Gdy recenzowałem dwie pierwsze części serii Jutro, byłem nią całkowicie oczarowany. Jednakże, z braku czasu i chęci postanowiłem, że odłożę ją na później. Niestety minęło dość dużo czasu zanim znów dane mi było wypożyczyć trzecią część bestsellera. Już od pierwszych stron fabuła powieści mnie wciągnęła. Nie lubię książek, w których wstęp ciągnie się dziesiątkami stron a końca nie widać. Marsden tworzy bardzo ładne i przede wszystkim krótkie wprowadzenia do dalszej fabuły, dzięki czemu akcja rozkręca się bardzo szybko. Jest to jednak część wyjątkowa, niesamowita. Otóż, czytając dopiero trzecią część serii, przeżyć mogłem niesamowicie to, co przydarzało się postaciom. Australijski pisarz stworzył tak realistyczny i żywy świat, że nie mogłem się oderwać. Często porównywałem siebie do głównych bohaterów - czy byłbym w stanie zrobić to, co oni? Jak zachowałbym się w danym momencie? Potrafiłem współczuć im, mimo, że nie istnieją naprawdę. Ostatnie akapity książki zaś czytałem z takim żalem i smutkiem, że miałem po prostu ciarki, trzęsłem się  i pulsowało mi w głowie. Rzadko książka wywiera na mnie taki wpływ, ale jednak.
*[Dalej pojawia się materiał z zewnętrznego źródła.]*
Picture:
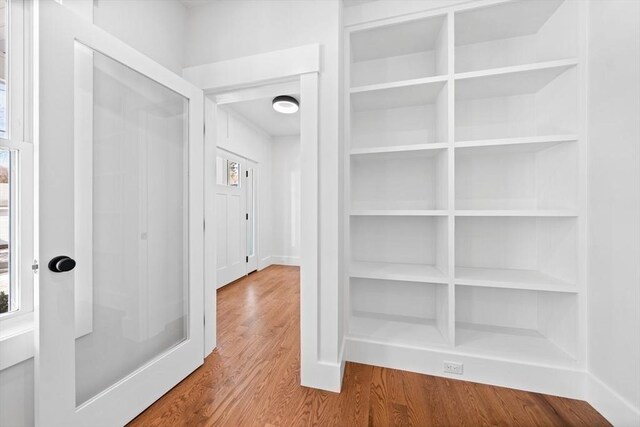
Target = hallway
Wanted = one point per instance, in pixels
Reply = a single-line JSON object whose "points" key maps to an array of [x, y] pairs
{"points": [[252, 379]]}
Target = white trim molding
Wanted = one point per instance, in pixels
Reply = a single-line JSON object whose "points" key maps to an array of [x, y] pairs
{"points": [[285, 260], [248, 70], [610, 404]]}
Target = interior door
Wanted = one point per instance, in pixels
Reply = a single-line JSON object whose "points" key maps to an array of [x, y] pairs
{"points": [[120, 188], [231, 218], [251, 177]]}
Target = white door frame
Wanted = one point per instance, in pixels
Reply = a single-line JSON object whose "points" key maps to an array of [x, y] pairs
{"points": [[299, 65]]}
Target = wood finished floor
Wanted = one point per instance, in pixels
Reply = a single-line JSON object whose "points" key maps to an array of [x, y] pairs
{"points": [[253, 377]]}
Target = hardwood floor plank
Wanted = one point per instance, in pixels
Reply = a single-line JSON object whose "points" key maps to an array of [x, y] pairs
{"points": [[253, 379]]}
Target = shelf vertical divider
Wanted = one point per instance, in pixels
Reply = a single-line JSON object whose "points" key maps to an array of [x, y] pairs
{"points": [[451, 300]]}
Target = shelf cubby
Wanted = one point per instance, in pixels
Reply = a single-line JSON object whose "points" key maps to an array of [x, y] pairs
{"points": [[515, 33], [399, 181], [399, 115], [522, 325], [400, 313], [517, 252], [528, 179], [400, 51], [520, 102], [402, 247]]}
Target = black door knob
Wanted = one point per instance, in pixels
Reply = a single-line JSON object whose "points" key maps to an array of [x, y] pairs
{"points": [[62, 263]]}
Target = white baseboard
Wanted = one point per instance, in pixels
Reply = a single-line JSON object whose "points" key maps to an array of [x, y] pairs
{"points": [[264, 263], [575, 384], [323, 376], [521, 376], [610, 404], [285, 260]]}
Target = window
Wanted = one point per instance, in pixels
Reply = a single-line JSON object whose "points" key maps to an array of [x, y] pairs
{"points": [[8, 300], [228, 172], [233, 169], [16, 171]]}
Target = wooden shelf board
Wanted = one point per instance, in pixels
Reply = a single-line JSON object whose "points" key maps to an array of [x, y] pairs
{"points": [[509, 81], [399, 149], [535, 140], [397, 212], [397, 271], [519, 212], [511, 279], [521, 345], [399, 84], [392, 330]]}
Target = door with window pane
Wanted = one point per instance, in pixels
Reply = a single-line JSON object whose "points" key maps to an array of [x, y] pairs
{"points": [[121, 216], [252, 215], [231, 217]]}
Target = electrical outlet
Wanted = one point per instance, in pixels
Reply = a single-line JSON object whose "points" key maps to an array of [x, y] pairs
{"points": [[453, 368]]}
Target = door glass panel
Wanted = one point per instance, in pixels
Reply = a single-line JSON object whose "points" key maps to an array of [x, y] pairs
{"points": [[131, 215]]}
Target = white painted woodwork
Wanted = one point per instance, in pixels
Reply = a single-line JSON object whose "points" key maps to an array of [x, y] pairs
{"points": [[251, 180], [465, 180], [63, 378], [231, 231]]}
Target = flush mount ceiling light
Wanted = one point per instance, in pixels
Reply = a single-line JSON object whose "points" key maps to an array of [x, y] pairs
{"points": [[285, 104]]}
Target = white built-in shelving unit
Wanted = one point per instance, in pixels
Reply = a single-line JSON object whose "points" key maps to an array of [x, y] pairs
{"points": [[465, 177]]}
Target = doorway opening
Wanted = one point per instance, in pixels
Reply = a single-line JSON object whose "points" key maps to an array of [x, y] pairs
{"points": [[258, 188]]}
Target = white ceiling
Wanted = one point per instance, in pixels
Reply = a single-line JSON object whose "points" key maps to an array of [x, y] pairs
{"points": [[261, 113]]}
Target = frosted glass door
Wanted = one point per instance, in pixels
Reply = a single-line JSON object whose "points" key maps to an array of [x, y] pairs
{"points": [[120, 192], [133, 271]]}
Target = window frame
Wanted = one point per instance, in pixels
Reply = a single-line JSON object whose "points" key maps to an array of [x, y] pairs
{"points": [[18, 134]]}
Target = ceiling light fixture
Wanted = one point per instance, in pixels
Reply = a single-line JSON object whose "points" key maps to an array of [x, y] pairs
{"points": [[285, 104]]}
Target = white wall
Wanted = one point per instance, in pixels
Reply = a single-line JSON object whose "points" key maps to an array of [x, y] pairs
{"points": [[155, 28], [286, 200], [241, 137], [156, 31], [227, 29], [614, 197]]}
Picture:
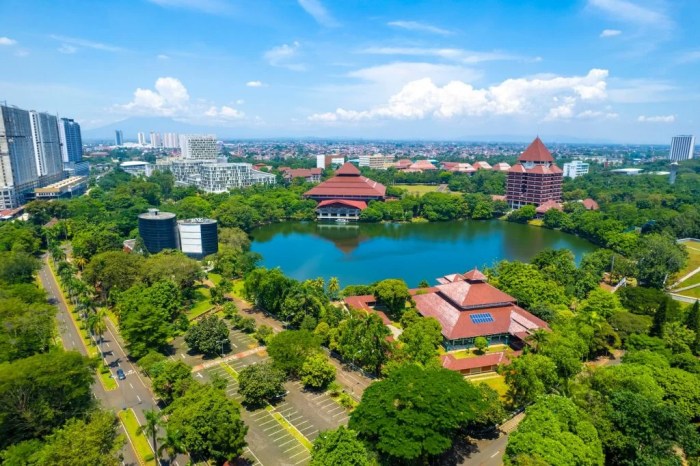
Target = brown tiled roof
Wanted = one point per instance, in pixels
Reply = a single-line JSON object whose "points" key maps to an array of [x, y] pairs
{"points": [[362, 205], [590, 204], [348, 169], [536, 152]]}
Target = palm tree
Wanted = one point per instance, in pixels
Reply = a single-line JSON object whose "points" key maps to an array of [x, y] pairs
{"points": [[151, 428]]}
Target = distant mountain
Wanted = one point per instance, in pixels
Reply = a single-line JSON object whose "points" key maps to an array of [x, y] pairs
{"points": [[132, 126]]}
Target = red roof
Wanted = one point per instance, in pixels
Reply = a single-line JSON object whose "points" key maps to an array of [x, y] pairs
{"points": [[461, 364], [590, 204], [362, 205], [536, 152], [548, 205], [348, 169]]}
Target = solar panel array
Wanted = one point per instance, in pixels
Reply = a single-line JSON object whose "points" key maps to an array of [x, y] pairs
{"points": [[484, 318]]}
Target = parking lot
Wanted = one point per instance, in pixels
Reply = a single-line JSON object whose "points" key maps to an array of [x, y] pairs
{"points": [[269, 441]]}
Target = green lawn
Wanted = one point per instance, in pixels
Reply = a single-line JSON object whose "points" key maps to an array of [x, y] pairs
{"points": [[138, 440]]}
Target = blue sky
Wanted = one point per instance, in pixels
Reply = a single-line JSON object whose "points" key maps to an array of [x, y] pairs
{"points": [[619, 70]]}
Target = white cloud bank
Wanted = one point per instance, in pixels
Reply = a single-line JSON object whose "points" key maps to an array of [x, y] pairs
{"points": [[547, 98], [170, 98], [656, 119]]}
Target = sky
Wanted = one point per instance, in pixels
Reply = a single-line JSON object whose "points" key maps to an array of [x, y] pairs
{"points": [[584, 70]]}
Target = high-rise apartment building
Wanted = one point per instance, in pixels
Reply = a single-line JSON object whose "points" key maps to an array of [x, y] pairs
{"points": [[575, 169], [18, 172], [199, 147], [71, 140], [535, 179], [682, 148], [47, 146]]}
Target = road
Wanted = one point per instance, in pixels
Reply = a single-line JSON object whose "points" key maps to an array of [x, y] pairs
{"points": [[132, 392]]}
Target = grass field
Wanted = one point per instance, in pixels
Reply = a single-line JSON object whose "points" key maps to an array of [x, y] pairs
{"points": [[138, 440]]}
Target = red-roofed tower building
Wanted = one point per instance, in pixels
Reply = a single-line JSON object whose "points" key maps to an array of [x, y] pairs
{"points": [[535, 179]]}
Po jej przeczytaniu nie potrafiłem o niej nie myśleć. Po prostu musiałem wszystko uporządkować. Te nieprzewidywalne zwroty akcji (momenty, w których zmienia się cały świat bohaterów a czytelnik nawet nie byłby w stanie pomyśleć, że coś takiego może się zdarzyć a co dopiero to przewidzieć...), realność, czyli bliskość tego co się dzieje do prawdziwego życia i mimo to sukces, choć osiągnięty dużym kosztem sprawiają, że fabuła jest nietuzinkowa. Powiem więcej... jest magiczna; to prawdziwe arcydzieło.

W trzeciej już części serii z gatunku akcji i przygody dostrzegłem dość znaczącą metamorfozę bohaterów. Zresztą nie tylko ja, sama Ellie (narratorka książki) dość często opisywała, jakoby kiedyś to, co zrobiła dziś bez wahania, byłoby nie do pomyślenia.
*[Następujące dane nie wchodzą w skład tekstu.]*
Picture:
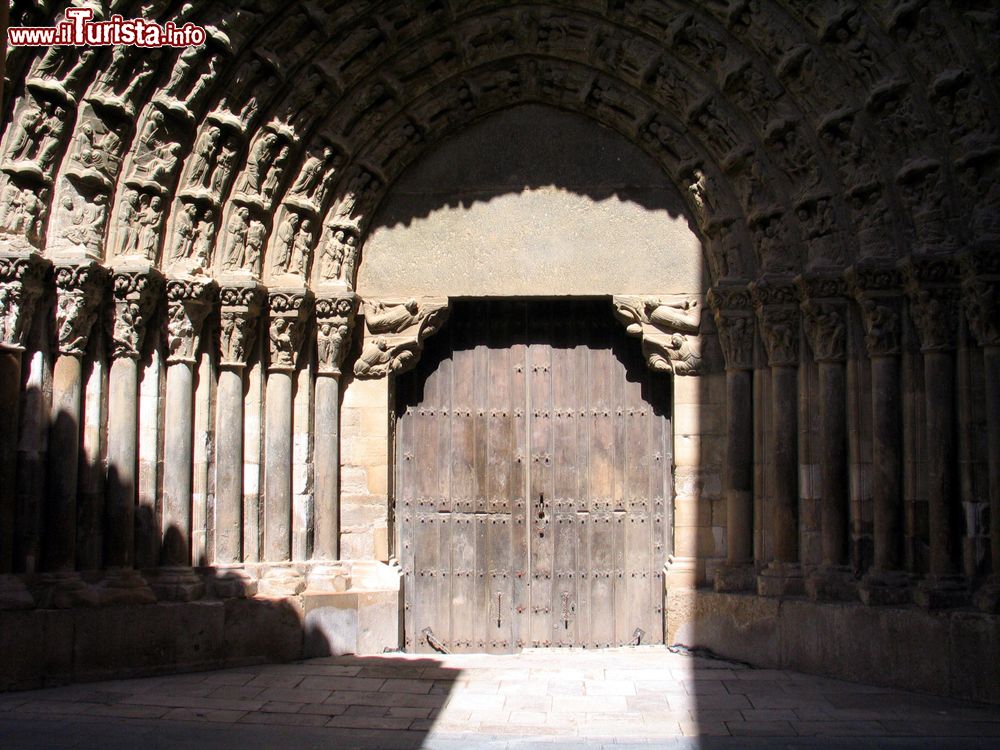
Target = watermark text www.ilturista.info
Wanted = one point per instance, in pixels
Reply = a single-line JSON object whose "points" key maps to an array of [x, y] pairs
{"points": [[79, 29]]}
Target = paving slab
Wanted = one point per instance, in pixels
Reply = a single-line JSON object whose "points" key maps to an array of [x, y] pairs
{"points": [[618, 698]]}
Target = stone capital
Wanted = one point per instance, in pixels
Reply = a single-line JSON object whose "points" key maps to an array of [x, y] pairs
{"points": [[334, 320], [777, 304], [668, 327], [395, 331], [188, 304], [878, 289], [21, 286], [288, 317], [135, 293], [241, 306], [824, 314], [734, 320], [932, 285], [79, 292], [980, 270]]}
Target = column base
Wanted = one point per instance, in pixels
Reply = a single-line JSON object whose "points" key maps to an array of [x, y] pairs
{"points": [[14, 594], [885, 587], [230, 582], [942, 592], [280, 581], [177, 584], [329, 579], [734, 578], [64, 590], [124, 586], [781, 579], [987, 598], [832, 583]]}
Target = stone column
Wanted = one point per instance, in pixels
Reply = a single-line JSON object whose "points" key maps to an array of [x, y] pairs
{"points": [[240, 309], [136, 292], [777, 304], [79, 289], [334, 319], [289, 314], [734, 321], [824, 309], [931, 285], [188, 304], [21, 279], [981, 287], [878, 290]]}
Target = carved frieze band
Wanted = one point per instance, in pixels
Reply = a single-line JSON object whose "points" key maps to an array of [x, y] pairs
{"points": [[932, 285], [824, 314], [734, 320], [668, 328], [136, 293], [288, 318], [878, 289], [777, 304], [334, 320], [241, 307], [20, 287], [188, 304], [79, 293], [395, 331]]}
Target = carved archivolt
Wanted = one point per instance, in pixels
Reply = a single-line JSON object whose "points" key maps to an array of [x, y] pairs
{"points": [[395, 331], [668, 327]]}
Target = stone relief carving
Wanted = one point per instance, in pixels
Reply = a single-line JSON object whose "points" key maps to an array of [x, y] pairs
{"points": [[395, 331], [79, 291], [241, 307], [334, 320], [289, 316], [20, 289], [188, 304], [668, 328]]}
Ellie to dziewczyna, która nie lubi, gdy ktoś nią rządzi, dlatego często to ona obejmuje dowodzenie, wśród grupy przyjaciół. Jest to wytrwała i zaradna osoba. Odważna za kilku i mimo strachu, który mógłby bez problemu ją sparaliżować, nie poddaje się i zawsze udaje jej się osiągnąć to, czego chce. Gdy jest w ogromnym niebezpieczeństwie, nie zważa na ból fizyczny - biegnie, aby uratować siebie, drużynę oraz Australię. I za to ją podziwiam.

Ellie - poproszona przez resztę zespołu - spisuje wszystko to, co wydarzyło się w trakcie wojny. To właśnie jej notatki, jej książki czytamy teraz pod postacią serii o tytule "Jutro". Oczywiście jest to fikcja, nakreślona przez Marsdena, ale pomysł wydaje się być dobry i realistyczny. Spodobał mi się.
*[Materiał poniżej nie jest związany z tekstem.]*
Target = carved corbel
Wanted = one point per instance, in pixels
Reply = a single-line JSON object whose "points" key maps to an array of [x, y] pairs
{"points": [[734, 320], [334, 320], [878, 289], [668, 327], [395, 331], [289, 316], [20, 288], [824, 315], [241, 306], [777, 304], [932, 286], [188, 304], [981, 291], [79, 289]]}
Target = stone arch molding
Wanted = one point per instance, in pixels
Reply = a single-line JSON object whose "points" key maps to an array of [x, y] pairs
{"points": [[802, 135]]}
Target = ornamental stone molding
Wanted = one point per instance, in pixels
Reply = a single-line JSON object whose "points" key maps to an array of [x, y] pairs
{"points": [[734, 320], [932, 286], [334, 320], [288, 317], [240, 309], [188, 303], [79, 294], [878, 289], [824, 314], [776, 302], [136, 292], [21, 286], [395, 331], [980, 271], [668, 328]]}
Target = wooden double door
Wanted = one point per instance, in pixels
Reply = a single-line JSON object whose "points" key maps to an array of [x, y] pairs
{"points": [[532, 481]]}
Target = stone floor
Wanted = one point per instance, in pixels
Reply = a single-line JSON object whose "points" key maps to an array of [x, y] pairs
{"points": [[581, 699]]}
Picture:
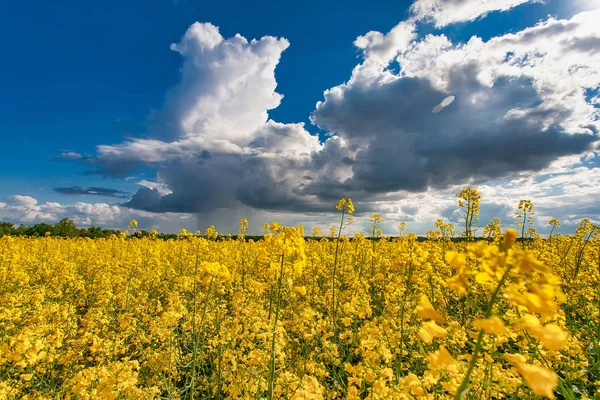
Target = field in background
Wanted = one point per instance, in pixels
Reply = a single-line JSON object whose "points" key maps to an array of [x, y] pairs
{"points": [[284, 317]]}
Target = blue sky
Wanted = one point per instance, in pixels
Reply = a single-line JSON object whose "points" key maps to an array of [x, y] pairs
{"points": [[83, 74]]}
Główną bohaterkę polubiłem między innymi za wytrwałość. Nie wyobrażam sobie przebyć tylu kilometrów, aby potem dobrowolnie ruszyć w sam środek fortecy wroga, rozwalić ją i uciec morzem w środku zimy. Potem zaś tułać się po lesie samemu, uciekając przed patrolami a w finale przygody zabić z zimną krwią żołnierzy. Wydaje się niemożliwe? Hm.. nie. To zwyczajne życie uciekinierów. Życie Ellie. Już w tym epizodzie zauważyłem, jak bardzo się zmieniła. Pod sam koniec wędrówki, gdy była tak blisko przyjaciół, ujrzała ich.. uwięzionych. Bez ani chwili wahania zabiła oprawców. Kiedyś spanikowałaby ale teraz jest twardą i nieugiętą mieszkanką kraju, buntującą się przeciw ludziom, którzy zaatakowali jej ojczyznę. Za to przede wszystkim ją podziwiam i sądzę, że gdyby nie jej działanie, być może książka skończyłaby się na tej właśnie części - po śmierci głównych postaci (a raczej gwałcie, bo tego chcieli dokonać napaleni żołnierze).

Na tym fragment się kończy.